What kinds of things can be blessed? And how do you request it?


#1

Are there any limits on what kinds of things can be blessed? I was thinking specifically of asking for a blessing on a journal I have been using for religious purposes. Would this be appropriate, and if so how would I go about asking? Father always seems terribly busy after Mass, so I feel awkward asking then.


#2

you probably have to make an appointment with him and ask him about doing it since as you have observed he is very busy after mass. I am not sure about a journal but go for it anyway.


#3

[quote="DarkLight, post:1, topic:296251"]
Are there any limits on what kinds of things can be blessed? I was thinking specifically of asking for a blessing on a journal I have been using for religious purposes. Would this be appropriate, and if so how would I go about asking? Father always seems terribly busy after Mass, so I feel awkward asking then.

[/quote]

The old Roman Ritual had blessings for things ranging from telegraph keys to dynamos to fields to boats to locomotives to . . . beer. I think a spiritual journal would be a fine thing to request a blessing for.


#4

The Book of Blessings has in Chapter 71 "Order for a Blessing to be Used in Various Circumstances". It is a blessing to use if other blessings in the book are not suitable for the situation. The introduction includes:

"1985 The present order is in no sense meant to violate principles concerning blessings; it is not fitting to turn every object or situation into an occasion for celebrating a blessing (for example, every monument erected no matter what its theme, the installation of military weapons, frivolous events). Rather every celebration must be considered with balanced pastoral judgment, particularly when there is any foreseeable danger of shocking the faithful or other people."

(Book of Blessings, Liturgical Press, Minnesota, 1989, ISBN 0-8146-1875-8, page 755.)

I am unable to find an obvious blessing for a religious journal. Perhaps Chapter 44, "Order for the Blessing of Religious Articles". The introduction has: "1442 The present order is to be used to bless medals, small crucifixes, statues or pictures that will be displayed elsewhere than in a church or chapel, scapulars, rosaries, and other articles used for religious devotions."

Probably it would be suitable to use the blessing "Order for a Blessing to be Used in Various Circumstances". The introduction has:

"1986 The present order may be used by a priest or deacon.

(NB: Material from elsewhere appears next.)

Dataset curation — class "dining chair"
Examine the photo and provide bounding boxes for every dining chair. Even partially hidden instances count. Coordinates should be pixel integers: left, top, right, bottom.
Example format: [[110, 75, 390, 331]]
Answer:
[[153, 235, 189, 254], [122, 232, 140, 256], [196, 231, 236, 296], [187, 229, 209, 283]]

It may also be used by a layperson, who follows the rites and prayers designated for a lay minister. While maintaining the structure and chief elements of the rite, the minister should adapt the celebration to the circumstances of the place and the people involved."

The General Introduction n. 18 (at the beginning of the Book of Blessings) discusses who should do blessings. For example, it has "Priests therefore may preside at the celebration of all the blessings in this book, unless a bishop is present as presider." Similarly with laypeople:

"An acolyte or a reader who by formal institution has this special office in the Church is rightly preferred over another layperson as the minister designated a the discretion of the local Ordinary to impart certain blessings.
Other laymen and laywomen, in virtue of the universal priesthood, a dignity they possess because of their baptism and confirmation, may celebrate certain blessings, ....
But whenever a priest or a deacon is present, the office of presiding should be left to him."